Thank you in advance for anybody taking the time to answer my posting.
Slán agus Beannacht
Fintan (neta.lisp.com.au - 184.108.40.206)
|Posted on Wednesday, October 10, 2001 - 08:41 pm: ||
Dia's Muire dhuit a Isabelle,
To the best of my knowledge 'Uí' is the original form, and 'O' or 'Ó' is the version 'as Béarla' (in English).
'Ní' and 'Nic' are used as prefixes for womens names, depending on whether they are 'maiden' or 'married'; but as for the correct order, I'd better let others assist you. I'll look it up and post some more soon.
Ádh mór ort,
bob (209-122-233-181.s1991.apx2.sbo.ma.dialup.rcn.com - 220.127.116.11)
|Posted on Wednesday, October 10, 2001 - 10:26 pm: ||
from what i have read o' means grandson of'.
Seosamh (1cust191.tnt67.nyc3.da.uu.net - 18.104.22.168)
|Posted on Thursday, October 11, 2001 - 01:00 am: ||
'Mac' means son; Ó means grandson or descendant. 'Mac agus ó' son and grandson. 'Níl mac ná ó aige' He has no one to succeed to his name. 'An dá ó' second cousins.
Seán Ó Murchú = Sean Murphy
carr Uí Mhurchú = Murphy's car
Síle (Bean) Uí Mhurchú = (Mrs.)Sheila Murphy
Síle Ní Mhurchú = Miss or Née Murphy
Tarlach Mac Cába = Terence/Tarlough McCabe
teach Mhic Chába = McCabe's house
Treasa (Bean) Mhic Chába = (Mrs.) Therese McCabe
Treasa Nic Chába = Miss or Née Therese McCabe
(Nic because of the 'c' in Cába -- otherwise it would be Ní)
The form that is equivalent to 'Mrs.' is really the genitive form that indicates belonging to. Traditionally, Irish women often continue to be known by their 'Ní/Nic' names after marriage.
Aonghus (vpn.parthus.com - 22.214.171.124)
|Posted on Thursday, October 11, 2001 - 05:07 am: ||
As for Uí it is sometimes used where other places Ó is used, especially with ancient names, and Uí Neill is as old as the get.
What Padráig Uí Neill means is Padraig of Nialls family/tribe, the Niall in question being Niall of the nine hostages.
I'm not sure if there are any hard and fast rules as to when Uí/Ua is used and when Ó. I suspect it is a matter of custom rather than grammar.
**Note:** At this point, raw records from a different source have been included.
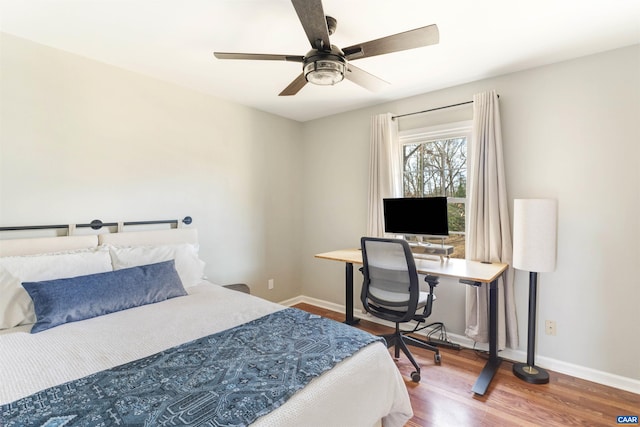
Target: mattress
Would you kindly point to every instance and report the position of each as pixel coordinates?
(361, 390)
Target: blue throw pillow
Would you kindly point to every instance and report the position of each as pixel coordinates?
(83, 297)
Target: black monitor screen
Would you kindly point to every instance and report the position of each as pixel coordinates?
(425, 216)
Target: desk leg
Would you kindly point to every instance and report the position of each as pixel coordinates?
(492, 365)
(350, 320)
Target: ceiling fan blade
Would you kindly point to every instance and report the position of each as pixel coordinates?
(412, 39)
(311, 15)
(295, 86)
(364, 79)
(258, 56)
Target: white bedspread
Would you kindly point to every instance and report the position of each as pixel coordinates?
(359, 391)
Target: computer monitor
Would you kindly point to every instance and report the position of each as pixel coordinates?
(417, 216)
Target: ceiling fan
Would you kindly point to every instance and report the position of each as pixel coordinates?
(326, 64)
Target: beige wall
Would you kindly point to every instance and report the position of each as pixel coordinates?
(81, 140)
(571, 132)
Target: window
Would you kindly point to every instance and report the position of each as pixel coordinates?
(434, 163)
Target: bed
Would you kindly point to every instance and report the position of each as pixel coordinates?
(203, 355)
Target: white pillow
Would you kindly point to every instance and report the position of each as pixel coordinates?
(16, 307)
(189, 266)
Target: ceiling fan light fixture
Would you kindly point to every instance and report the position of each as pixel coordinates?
(325, 71)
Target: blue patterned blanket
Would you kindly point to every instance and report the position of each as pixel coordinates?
(226, 379)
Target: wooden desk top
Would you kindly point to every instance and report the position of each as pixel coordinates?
(448, 267)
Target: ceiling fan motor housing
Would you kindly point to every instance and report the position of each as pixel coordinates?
(324, 67)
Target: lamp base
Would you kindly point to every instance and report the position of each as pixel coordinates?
(531, 374)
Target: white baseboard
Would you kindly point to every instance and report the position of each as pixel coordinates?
(600, 377)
Seosamh (1cust121.tnt68.nyc3.da.uu.net - 126.96.36.199)
|Posted on Thursday, October 11, 2001 - 11:28 am: ||
There are lots of forms of this word. Here's more info., mostly from the dictionaries.
'Ua' is a variant of Ó which people sometimes choose over Ó for their surnames, presumably to give it a more ancient look: Ó Cuana or Ua Cuana (Ua Cuanaigh, I think, is what a friend by that name used).
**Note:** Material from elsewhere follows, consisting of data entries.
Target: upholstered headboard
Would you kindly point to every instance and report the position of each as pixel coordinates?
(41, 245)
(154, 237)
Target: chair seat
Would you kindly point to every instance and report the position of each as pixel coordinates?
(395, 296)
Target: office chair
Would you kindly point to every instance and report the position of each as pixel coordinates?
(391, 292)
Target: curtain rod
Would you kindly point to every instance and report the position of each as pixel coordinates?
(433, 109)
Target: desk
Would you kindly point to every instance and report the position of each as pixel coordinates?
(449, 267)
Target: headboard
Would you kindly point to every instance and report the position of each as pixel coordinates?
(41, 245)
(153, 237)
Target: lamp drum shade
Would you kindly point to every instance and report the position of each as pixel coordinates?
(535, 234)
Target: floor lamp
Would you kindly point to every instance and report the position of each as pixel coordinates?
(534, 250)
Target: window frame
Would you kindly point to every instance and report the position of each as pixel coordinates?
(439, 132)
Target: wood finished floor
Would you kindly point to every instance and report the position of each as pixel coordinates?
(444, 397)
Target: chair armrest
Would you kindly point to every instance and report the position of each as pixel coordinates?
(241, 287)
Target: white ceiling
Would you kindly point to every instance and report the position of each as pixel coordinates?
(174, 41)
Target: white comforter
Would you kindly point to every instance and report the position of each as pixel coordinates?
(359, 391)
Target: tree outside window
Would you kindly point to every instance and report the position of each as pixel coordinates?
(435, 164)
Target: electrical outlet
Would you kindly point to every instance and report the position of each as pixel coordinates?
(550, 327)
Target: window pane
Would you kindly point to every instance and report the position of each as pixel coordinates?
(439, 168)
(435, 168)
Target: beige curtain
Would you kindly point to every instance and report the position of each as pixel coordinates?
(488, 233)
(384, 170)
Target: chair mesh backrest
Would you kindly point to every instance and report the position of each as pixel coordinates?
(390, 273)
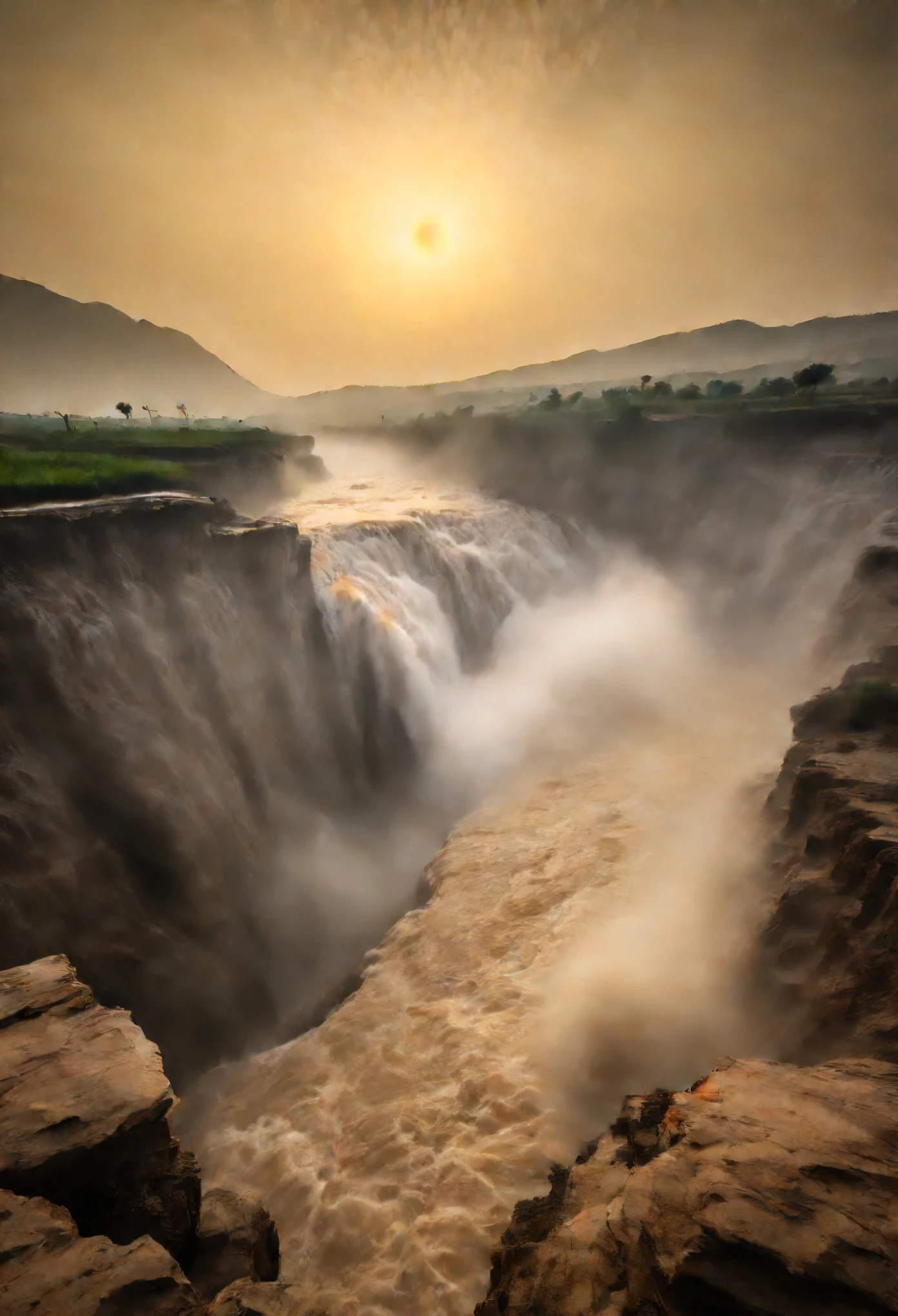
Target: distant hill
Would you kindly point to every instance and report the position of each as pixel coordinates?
(85, 357)
(856, 345)
(733, 345)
'Uí' is interesting because it is not only the genitive singular of 'ó'; it is also a nominative plural used in historical names and terms: grandsons, descendants, issue. That's how Uí Néill as a stand-alone unit comes about: Uí Néill = the O'Neill's, the descendants of Ó Néil (of the nine hostages).
The preferred nominative plural in the modern dictionaries is, however, 'óí' (good to remember for Irish-language Scrabble (t) games). A óí agus a iaróí = his grandchildren and his greatgrandchildren. Other nominative plurals are uaí, óthanna and óigheanna. Especially in some phrases, these forms mean cousins or friends: Ní siad ar na h-óigheanna (or ar na huaibh) le chéile. They are not on good terms; they are not related.
There is a dative plural, uíbh (with variants) that you see mostly in placenames: Uíbh Eachach = Iveagh
|Posted on Thursday, October 11, 2001 - 11:21 pm: ||
Thank you all. You have been very helpful.